The eighth integer, denoted by $x$ , satisfies that $|x|^x$ is undefined. The exponentiation to any nonzero integer is defined, so $x = 0$ (otherwise the exponentiation is defined, contradicting the eighth integer condition). Hence the product of all integers should be $0$ . It just remains to check that none of the other integers produce a contradiction. (If there's a contradiction, the product is thus undefined.)

We interpret " $a$ is five times larger than $b$ " as $a = 5b$ , since otherwise the second integer is undefined (it is five times larger than $0$ , which should be $0$ again, but if we take "larger" to be strictly larger, then $0 > 0$ , contradiction). Similar interpretation applies to the third integer.

The fourth integer is ambiguous ( $0$ or $1$ ), but the product remains the same, so this is of no concern. We're looking for contradictions, not ambiguity.

The tenth integer is safe: it's defined as the number of positive integers less than the argument, so whenever $k \le 0$ , we have $\varphi(k) = 0$ . The problem is only when the argument is not an integer; in this case, "divisors of that number" is undefined. Luckily as $\varphi$ counts the number of something, its value has to be a positive integer, and also $12^{12}$ is an integer, so $\varphi(\varphi(12^{12}))$ is defined.
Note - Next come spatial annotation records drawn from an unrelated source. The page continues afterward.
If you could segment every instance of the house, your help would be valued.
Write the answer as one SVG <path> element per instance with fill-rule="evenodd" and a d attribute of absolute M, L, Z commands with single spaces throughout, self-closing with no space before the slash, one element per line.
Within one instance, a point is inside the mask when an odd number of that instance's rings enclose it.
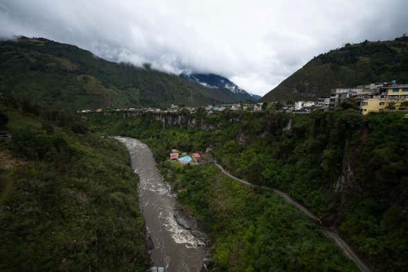
<path fill-rule="evenodd" d="M 294 110 L 306 110 L 313 108 L 315 103 L 313 101 L 296 101 L 294 103 Z"/>
<path fill-rule="evenodd" d="M 170 153 L 170 160 L 179 160 L 179 153 Z"/>
<path fill-rule="evenodd" d="M 328 109 L 330 105 L 330 97 L 320 97 L 317 101 L 317 104 L 316 105 L 317 107 L 323 108 L 324 109 Z"/>
<path fill-rule="evenodd" d="M 189 164 L 190 162 L 191 157 L 190 156 L 184 156 L 179 159 L 179 162 L 180 162 L 181 164 Z"/>
<path fill-rule="evenodd" d="M 379 95 L 363 99 L 360 110 L 363 115 L 371 112 L 396 110 L 405 101 L 408 101 L 408 84 L 387 85 L 380 88 Z"/>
The eleventh integer might pose a problem if the sum is $0$ (it has infinitely many divisors). So we check the second, fourth, and fifth integer. The second integer is $0$ if we take that the answer to this problem is not undefined. The fourth integer can be either $0$ or $1$ . The fifth integer is $-20$ . The sum is thus $-20$ or $-19$ , both safe (only finitely many divisors, so the number of divisors can be determined, although it's unclear whether to take the number of positive divisors or all divisors).

The twelfth integer's description is quite unnatural: product of (number of prime numbers less than the product of the seventh integer and Ramanujan's number) is simply the parenthesized value (because the product of a single integer is itself). But this number is still defined.
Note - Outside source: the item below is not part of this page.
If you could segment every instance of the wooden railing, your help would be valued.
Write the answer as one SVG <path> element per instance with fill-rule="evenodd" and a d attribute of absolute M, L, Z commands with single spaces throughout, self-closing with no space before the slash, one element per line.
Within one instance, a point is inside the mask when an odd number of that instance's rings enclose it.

The sixteenth integer might pose a problem if there are less than $16$ palindromes that are less than $9 \cdot 10^{12}$ . Luckily, there are more than $16$ : we simply observe that $1,2,3,\ldots,9,11,22,33,\ldots,99$ are palindromes, and there are $18$ of them, so the 16th smallest palindrome will be defined.

All the remaining integers are trivially defined, although perhaps not uniquely. So the integers are defined, and hence the product, and also the last three digits of the product, is $\boxed{0}$ .

(Observe that "undefined" is also a valid answer to the problem, since the second integer will hence also be undefined, and the product of somethings with undefined is also undefined.)

When I saw that this problem had this huge paragraph, I looked down at the bottom sentence and saw that it was looking for the product of the sixteen integers, so I (mentally) exclaimed "This ... better be $0$ or it's the most trollish question I've ever seen!" So I put $0.$

The $0$ comes from the $8\text{th}$ integer. $\left|0\right|^0$ is undefined because $0^0$ is undefined.

The only important information here is the eighth integer, we need an integer $x$ such that $| x | ^x$ is impossible to compute, so $x = 0$ only. Thus the eighth integer must be $0$ and hence the answer is $\boxed{0}$

This is probably the best question ever. The fifth integer is 0 as there are no known perfect numbers at the moment. Therefore the product of all the integers is 0.